Time-Warner escalator

Like Garutti and Murphy, restaurateur Maria Loi lives in the neighborhood—indeed, on the very same block as her eponymous restaurant, Loi, which serves elegant Greek food. “This is my real home,” says Loi, gesturing at her stylish main dining room. “I’m always here. I wrote my book here. West 70th is my street (I live a block away), and I don’t intend to ever leave. It reminds me of my village in Greece, Nafpaktos, across from the Peloponnese.
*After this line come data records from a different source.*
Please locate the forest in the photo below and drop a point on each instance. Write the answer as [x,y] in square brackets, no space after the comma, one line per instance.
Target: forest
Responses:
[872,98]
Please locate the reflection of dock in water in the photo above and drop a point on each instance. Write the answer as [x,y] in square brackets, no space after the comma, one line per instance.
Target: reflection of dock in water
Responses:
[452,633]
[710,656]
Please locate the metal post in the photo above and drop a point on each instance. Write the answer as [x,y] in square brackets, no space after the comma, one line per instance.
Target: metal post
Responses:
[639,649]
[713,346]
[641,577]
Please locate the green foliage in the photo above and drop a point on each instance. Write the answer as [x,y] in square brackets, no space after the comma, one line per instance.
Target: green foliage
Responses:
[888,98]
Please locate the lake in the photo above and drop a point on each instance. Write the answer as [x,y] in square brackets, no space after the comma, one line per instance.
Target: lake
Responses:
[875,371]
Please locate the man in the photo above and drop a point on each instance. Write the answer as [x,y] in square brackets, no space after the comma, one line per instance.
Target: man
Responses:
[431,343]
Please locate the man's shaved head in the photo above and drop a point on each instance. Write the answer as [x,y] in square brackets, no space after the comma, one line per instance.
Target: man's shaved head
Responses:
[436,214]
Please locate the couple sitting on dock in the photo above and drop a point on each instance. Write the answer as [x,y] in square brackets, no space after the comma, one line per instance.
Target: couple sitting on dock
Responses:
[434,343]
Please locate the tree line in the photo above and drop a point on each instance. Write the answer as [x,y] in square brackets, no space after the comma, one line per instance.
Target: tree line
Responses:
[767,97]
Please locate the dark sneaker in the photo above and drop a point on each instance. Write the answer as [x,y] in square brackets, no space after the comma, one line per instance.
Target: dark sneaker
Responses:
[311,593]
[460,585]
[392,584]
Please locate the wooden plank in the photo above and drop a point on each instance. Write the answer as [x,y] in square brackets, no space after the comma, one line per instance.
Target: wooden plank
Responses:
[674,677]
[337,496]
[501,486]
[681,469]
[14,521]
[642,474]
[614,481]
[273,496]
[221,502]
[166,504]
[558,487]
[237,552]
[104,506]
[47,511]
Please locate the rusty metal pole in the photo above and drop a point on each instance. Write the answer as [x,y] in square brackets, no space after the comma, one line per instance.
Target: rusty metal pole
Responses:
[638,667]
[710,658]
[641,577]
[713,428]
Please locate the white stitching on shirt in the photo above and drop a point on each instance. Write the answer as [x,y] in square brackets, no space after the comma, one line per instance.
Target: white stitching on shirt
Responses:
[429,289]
I love the neighborhood, and I think the neighborhood loves me.”

Which is perhaps what the West Side was looking for through all those difficult decades—a little love. In some ways the New Taste of the Upper West Side is as much a love festival as a food festival. As Marc Murphy says, “New Taste is an opportunity for us to thank our customers, but I can’t tell you the number of thank yous I get back for opening on the West Side.” Chef Stan Matusevich, who 2 1/2 years ago moved down a few doors down on West 79th Street to the Sunburnt Calf from Fishtag, is planning to debut a new name (Burke & Wills) and a new upscale format for his Australian restaurant at New Taste. “Taste will be our coming out,” he says. “It’s the neighborhood showcase. No restaurant can survive up here as a destination only. You need a good, regular, loyal clientele from the neighborhood—and that’s the clientele you’ll meet at Taste.”

Chefs cutting the ribbon for Columbus Avenue Beautification. From left: Bobbie Lloyd (Magnolia Bakery), Clarence Quinones (Sarabeth's), Mel Wymore (CB 7), Maria Loi (Loi), Cesare Casella (Salumeria Rosi Parmacotto)
Chefs cutting the ribbon for Columbus Avenue Beautification. From left: Bobbie Lloyd (Magnolia Bakery), Clarence Quinones (Sarabeth’s), Mel Wymore (CB 7), Maria Loi (Loi), Cesare Casella (Salumeria Rosi Parmacotto)

Julia Vitullo-Martin is a Senior Fellow at the Regional Plan Association and director of its Center for Urban Innovation.